On Sat, Jun 22, 2013 at 08:45:25AM +0200, Tom Wijsman wrote:
> On Fri, 21 Jun 2013 20:42:44 -0700
> Greg KH <[email protected]> wrote:
> 
> > On Sat, Jun 22, 2013 at 02:45:16AM +0200, Tom Wijsman wrote:
> > > On Fri, 21 Jun 2013 17:13:03 -0700
> > > Greg KH <[email protected]> wrote:
> > > 
> > > > Great!  But as only the latest version released is "stable",
> > > > that's all that should stick around, right?
> > > 
> > > Tricky decision to make. Do we really want to force people's kernel
> > > sources to unmerge every single time you push a new version?
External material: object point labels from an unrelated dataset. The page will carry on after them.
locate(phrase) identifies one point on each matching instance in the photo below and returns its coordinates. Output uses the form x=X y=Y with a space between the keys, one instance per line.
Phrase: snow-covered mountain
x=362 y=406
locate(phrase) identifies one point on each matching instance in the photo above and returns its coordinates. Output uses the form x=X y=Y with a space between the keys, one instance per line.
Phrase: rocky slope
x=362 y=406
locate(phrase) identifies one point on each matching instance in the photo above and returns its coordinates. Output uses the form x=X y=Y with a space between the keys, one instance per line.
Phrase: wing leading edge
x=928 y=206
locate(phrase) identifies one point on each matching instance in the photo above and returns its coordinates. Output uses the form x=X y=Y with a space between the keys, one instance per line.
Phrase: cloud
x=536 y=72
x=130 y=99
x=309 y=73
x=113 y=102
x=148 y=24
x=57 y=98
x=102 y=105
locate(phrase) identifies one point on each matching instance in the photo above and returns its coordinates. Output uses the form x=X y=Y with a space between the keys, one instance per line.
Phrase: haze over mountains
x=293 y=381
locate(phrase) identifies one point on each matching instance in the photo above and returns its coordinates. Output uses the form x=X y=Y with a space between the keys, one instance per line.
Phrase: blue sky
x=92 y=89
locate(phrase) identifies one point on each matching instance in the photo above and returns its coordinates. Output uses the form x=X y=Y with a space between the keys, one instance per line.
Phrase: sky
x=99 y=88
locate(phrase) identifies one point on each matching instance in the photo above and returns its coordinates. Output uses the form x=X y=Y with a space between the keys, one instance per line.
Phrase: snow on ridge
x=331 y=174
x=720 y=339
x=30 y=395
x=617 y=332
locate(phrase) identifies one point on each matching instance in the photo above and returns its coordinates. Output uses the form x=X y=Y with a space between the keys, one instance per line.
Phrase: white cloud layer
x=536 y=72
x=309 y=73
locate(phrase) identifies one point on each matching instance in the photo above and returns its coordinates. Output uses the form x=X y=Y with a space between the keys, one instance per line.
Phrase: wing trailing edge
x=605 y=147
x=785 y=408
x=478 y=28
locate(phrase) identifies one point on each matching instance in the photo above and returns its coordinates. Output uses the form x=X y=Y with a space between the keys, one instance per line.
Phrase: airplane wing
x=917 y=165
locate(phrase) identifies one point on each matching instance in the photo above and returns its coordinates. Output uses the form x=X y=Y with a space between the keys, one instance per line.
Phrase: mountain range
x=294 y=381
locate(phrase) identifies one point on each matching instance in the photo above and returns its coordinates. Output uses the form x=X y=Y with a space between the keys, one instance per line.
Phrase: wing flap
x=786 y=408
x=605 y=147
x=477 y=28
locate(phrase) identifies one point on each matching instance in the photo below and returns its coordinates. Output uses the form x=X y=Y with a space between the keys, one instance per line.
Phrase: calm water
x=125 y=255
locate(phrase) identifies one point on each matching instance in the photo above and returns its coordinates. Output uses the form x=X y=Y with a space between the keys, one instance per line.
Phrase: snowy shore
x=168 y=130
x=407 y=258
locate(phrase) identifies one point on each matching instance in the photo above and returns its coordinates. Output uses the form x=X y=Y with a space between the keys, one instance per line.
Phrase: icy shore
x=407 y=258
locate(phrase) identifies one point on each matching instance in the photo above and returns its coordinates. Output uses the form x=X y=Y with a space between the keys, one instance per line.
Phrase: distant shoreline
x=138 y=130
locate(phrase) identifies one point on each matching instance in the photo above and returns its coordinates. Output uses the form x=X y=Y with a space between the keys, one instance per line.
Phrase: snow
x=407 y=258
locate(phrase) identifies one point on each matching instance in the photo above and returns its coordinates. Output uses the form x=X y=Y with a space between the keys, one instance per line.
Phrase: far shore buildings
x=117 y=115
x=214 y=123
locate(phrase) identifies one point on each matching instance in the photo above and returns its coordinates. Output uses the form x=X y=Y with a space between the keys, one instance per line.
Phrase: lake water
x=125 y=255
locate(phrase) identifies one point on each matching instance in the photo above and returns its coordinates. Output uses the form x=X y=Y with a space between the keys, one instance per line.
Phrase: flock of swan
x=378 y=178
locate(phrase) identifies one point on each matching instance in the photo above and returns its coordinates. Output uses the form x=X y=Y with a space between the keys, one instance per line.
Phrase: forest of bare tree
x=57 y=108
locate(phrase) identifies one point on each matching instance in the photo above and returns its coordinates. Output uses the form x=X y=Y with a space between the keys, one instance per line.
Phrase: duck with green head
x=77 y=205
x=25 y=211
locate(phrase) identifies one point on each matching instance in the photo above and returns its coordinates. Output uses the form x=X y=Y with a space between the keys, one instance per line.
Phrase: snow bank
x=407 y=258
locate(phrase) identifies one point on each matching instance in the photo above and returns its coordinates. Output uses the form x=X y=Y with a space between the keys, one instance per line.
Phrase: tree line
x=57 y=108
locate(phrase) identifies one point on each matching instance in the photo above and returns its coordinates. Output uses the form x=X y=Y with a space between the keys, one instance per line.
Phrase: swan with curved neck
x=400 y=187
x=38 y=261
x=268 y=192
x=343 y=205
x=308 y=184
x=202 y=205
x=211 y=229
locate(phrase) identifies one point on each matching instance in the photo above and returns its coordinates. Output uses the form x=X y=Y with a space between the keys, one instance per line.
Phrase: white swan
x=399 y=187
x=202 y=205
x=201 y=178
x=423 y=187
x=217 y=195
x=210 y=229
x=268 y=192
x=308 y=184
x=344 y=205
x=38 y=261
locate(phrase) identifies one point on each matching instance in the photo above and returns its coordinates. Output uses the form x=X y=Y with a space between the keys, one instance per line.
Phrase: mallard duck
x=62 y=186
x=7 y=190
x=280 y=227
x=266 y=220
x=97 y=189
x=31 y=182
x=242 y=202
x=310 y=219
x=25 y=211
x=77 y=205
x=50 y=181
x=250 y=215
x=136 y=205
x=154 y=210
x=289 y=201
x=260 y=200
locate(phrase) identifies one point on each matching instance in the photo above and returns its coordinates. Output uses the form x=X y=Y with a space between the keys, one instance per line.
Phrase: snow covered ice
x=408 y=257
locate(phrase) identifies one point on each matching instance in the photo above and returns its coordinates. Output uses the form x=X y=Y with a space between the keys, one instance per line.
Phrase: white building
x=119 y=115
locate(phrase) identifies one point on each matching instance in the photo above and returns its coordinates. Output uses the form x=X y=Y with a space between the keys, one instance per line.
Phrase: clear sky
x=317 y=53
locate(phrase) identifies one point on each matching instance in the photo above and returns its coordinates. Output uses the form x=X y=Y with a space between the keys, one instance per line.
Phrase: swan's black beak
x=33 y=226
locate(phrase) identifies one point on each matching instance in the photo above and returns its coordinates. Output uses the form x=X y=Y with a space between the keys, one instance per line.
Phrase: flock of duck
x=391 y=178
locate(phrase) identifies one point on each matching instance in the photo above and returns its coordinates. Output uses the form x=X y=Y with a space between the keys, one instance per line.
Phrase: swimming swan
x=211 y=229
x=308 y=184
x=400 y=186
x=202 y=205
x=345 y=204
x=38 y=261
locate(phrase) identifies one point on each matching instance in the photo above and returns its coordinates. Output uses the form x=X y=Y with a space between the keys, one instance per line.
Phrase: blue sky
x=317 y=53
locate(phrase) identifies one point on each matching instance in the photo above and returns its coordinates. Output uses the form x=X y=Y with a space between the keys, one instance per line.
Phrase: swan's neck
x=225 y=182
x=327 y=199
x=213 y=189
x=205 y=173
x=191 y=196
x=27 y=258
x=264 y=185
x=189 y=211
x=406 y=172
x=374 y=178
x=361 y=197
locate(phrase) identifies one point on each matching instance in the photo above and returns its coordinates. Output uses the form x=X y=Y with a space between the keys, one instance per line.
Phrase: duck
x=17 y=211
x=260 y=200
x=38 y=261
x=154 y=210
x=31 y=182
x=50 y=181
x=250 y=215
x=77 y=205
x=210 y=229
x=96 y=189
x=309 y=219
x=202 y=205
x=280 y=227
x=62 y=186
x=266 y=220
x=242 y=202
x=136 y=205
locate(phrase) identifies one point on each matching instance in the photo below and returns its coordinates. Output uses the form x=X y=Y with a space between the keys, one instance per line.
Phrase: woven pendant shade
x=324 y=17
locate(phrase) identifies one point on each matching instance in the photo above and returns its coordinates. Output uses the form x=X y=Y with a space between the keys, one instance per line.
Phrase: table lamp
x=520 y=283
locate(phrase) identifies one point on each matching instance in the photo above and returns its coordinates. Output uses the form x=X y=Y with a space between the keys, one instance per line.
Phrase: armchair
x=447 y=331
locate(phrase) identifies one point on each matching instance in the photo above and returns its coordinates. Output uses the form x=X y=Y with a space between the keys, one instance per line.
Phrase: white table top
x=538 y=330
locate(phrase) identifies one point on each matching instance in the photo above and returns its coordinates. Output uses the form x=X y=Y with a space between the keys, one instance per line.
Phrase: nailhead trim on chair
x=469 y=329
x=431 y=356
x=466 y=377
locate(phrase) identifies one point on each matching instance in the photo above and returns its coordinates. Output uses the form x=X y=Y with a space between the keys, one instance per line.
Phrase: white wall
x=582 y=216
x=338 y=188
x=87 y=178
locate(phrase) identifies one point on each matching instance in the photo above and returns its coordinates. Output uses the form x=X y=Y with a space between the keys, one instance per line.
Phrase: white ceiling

Which
> > > on its own turn, forces them to build and install the new kernel.
> > 
> > If they are following the vanilla kernels, isn't that what people
> > expect?  The latest stable-kernel-of-the-week, as that's what I'm
> > releasing.  They don't have to do an update if they don't want to :)
> 
> If we don't keep around other ebuilds their sources will unexpectedly
> unmerge upon a dependency clean; they can only stop it if they see it
> in the list of packages that will be unmerged, and do something to
> specifically keep them.

True, so we can keep around 3-4 older ebuilds if needed, per kernel
release.  But who really does a dependency clean these days, I've never
done one :)

So, what's the next step?  Should I announce the change to -dev?  Anyone
else really object to it?  Other thoughts?